Aux Etats-Unis la bataille postélectorale s’envenime

Cela fera bientôt trois semaines que la présidentielle américaine s’est tenue, et rien qui annonce de la part de Donald Trump une reconnaissance prochaine de sa défaite devant Joe Biden. Bien au contraire, le président sortant, par la bouche notamment de son avocat personnel Rudy Giuliani, l’ancien maire de New York, crie plus que jamais à la fraude massive dont il aurait été victime dans la foulée du scrutin du 3 novembre.

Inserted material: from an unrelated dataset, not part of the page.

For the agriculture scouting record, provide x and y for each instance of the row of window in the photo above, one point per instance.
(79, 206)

La longue et singulière conférence de presse de Giuliani d’il y a trois jours, où pour la première fois Joe Biden a été décrit non plus seulement comme le bénéficiaire mais comme le chef d’orchestre de la fraude, ne laisse aucun doute quant au fait que cette reconnaissance n’aura pas lieu. Il n’y aura pas la traditionnelle passation de pouvoir entre l’ancienne administration et la nouvelle. Pas même selon toute apparence une simple rencontre entre Trump et Biden, comme il avait pu y en avoir une entre Obama et Trump, qui pourtant ne débordaient pas de sympathie l’un pour l’autre. En fait, on ne sait même pas ce qui se passera d’ici le 20 janvier, le dernier jour de Trump à la Maison-Blanche. Bien que les premières actions en justice contre la fraude aient tourné court, on ne peut préjuger de la suite.

D’autres sont en préparation par l’escouade d’avocats placés sous les ordres de l’ancien maire de New York, dont on ne peut exclure qu’elles aboutissent, pour certaines d’entre elles tout au moins. Or il suffirait qu’une seule obtienne gain de cause pour que la victoire tout de même confortable de Biden s’en trouve non pas nécessairement compromise mais en tout cas écornée. Les républicains se saisiraient de ce cas, aussi limité qu’il soit, pour mettre en doute l’intégrité de l’élection dans son ensemble. Les démocrates croient se garantir contre ce scénario en faisant valoir dès à présent qu’en tout état de cause une ou plusieurs irrégularités isolées, comme il s’en produit toujours, ne sauraient mettre en cause le résultat final de l’élection. Ce n’est pas ainsi que l’entendent leurs adversaires, dont tout indique qu’ils se contenteraient d’un seul cas de fraude avérée pour s’estimer confortés dans leur accusation de fraude massive, et pour vouloir plus que jamais porter l’affaire devant la Cour suprême, où une majorité de juges appartient à leur camp. Dans son étonnante conférence de presse de jeudi dernier, Giuliani a fait état de plusieurs centaines d’attestations sur l’honneur faites par des témoins de la fraude, largement donc de quoi apporter la preuve de celle-ci. Ce que lui et son équipe sont en train de tenter, c’est de faire en sorte que les résultats en faveur de Biden ne soient pas certifiés là où les autorités locales sont républicaines. C’est ainsi que Trump invite à la Maison-Blanche celles du Michigan, dans le but déclaré d’obtenir d’elles qu’elles reviennent sur leur première décision donnant Biden comme le vainqueur. Ses chances ne semblent pas grandes, pour autant elles ne sont pas nulles. Dans la bataille en cours, tout reste possible, bien que la messe semble d’ores et déjà dite. Un retournement de conjoncture n’est pas à exclure, en tout cas d’ci le vote des grands électeurs, fixé pour le 14 décembre. En janvier, deux sénatoriales partielles sont programmées dans l’Etat de Géorgie desquelles dépend la majorité au Sénat. Si elles sont remportées par les républicains, leur défaite à la présidentielle s’en trouvera nettement amoindrie. Leur campagne actuelle visant à délégitimer Biden par avance est faite également dans cette optique.